Eventually I came out to a paved path and a sign to the Wallace Monument. That was a pretty steep path up, too, and I took it up to this

As you can see, the day is overcast. At some point I'll take a picture of the monument from the ground so you can see how far up I went to get to this. I'm not sure which path was only 1/2 k, but it was much farther the way I ended up going.

Once at the monument, a kindly knight told me the tales of William Wallace (which I already knew from Magnus Magnusson's history of Scotland).

Then I went inside the monument and paid £6 for access to the stairs. There are 234 stairs. After the first third there was a room with some displays and video. The room was incredibly dark and obviously I haven't really figured out how to get my camera to deal with that, but here is a poor attempt at taking a picture of Wallace's sword.

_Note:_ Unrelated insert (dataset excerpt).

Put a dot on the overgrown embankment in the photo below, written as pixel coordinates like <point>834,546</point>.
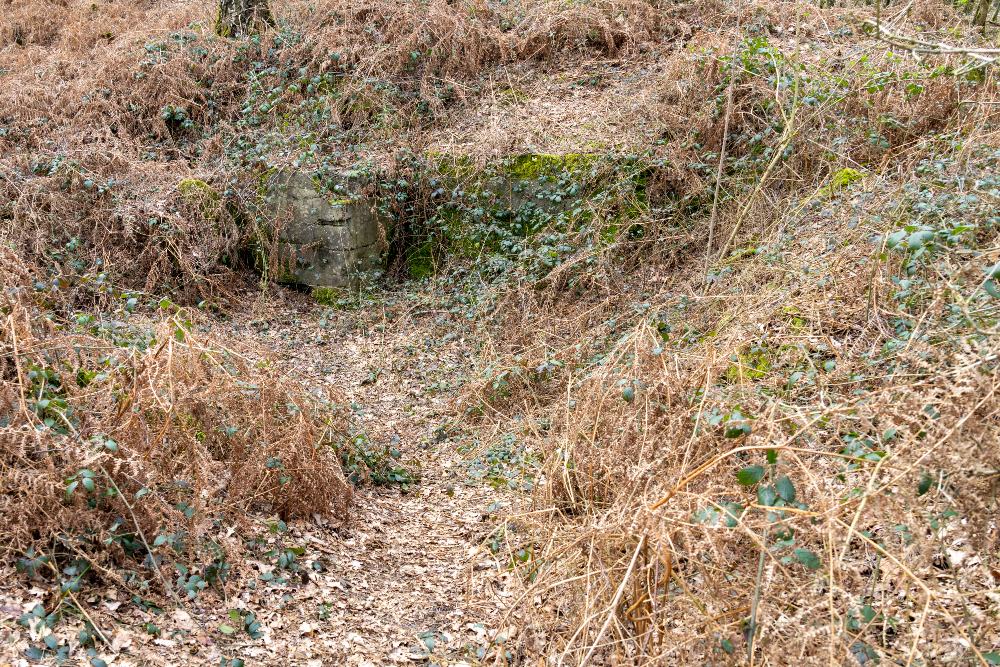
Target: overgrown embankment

The narrow, winding, stone stairs freaked me out, so I didn't go any higher. Back down I went and took in the view from the front of the monument.

You could also see Stirling Castle through the mist, but the picture didn't load in the right place. It is down below.

I could have walked down the paved path to the parking lot (car park), but then I would have no idea where I was or how to get home. So I found my way back again through the woods and past the sheep, back past the door to the garden behind Craigmill House (yes, that's my finger in the picture!)

(This is the castle. The lighter part is the newly renovated Great Hall)

Finally, a couple of hours later, I was back at the gate where it all began.

And now I'm back from a trip to the grocery store. I felt really stupid. With different brands and different packaging, I had no idea what was in any of the containers. I've not had coffee since I've been here. It seems that the Butterfields (who are currently out on a boat) took the coffee maker with them. So there's only instant in the house. I've made do with tea.

I'm going to experiment with tunafish salad, but there was not a scrap of pickle relish to be found in the store. No sweet pickles to cut up either. There was some sort of brown stuff that claimed to be related to pickles. I got some and will see what it is and if it can go in tuna salad. I did find cinnamon/raisin bagels and cream cheese, so that made for a happy trip. And salad comes in bags there, too. They even had Tropicana Orange Juice.

The afternoon tea tradition is a nice thing. I don't know if the Scots practice it, but the senior Mrs. Butterfield, who is here, is from London, so we have tea about five pm. I am enjoying her company.

Tomorrow morning I will pick up the car, so if there are no more postings for awhile, you'll know I didn't get the hang of that left side of the road thing. I did discover on the paved walk up to the monument that the left side applies to walking as well as driving.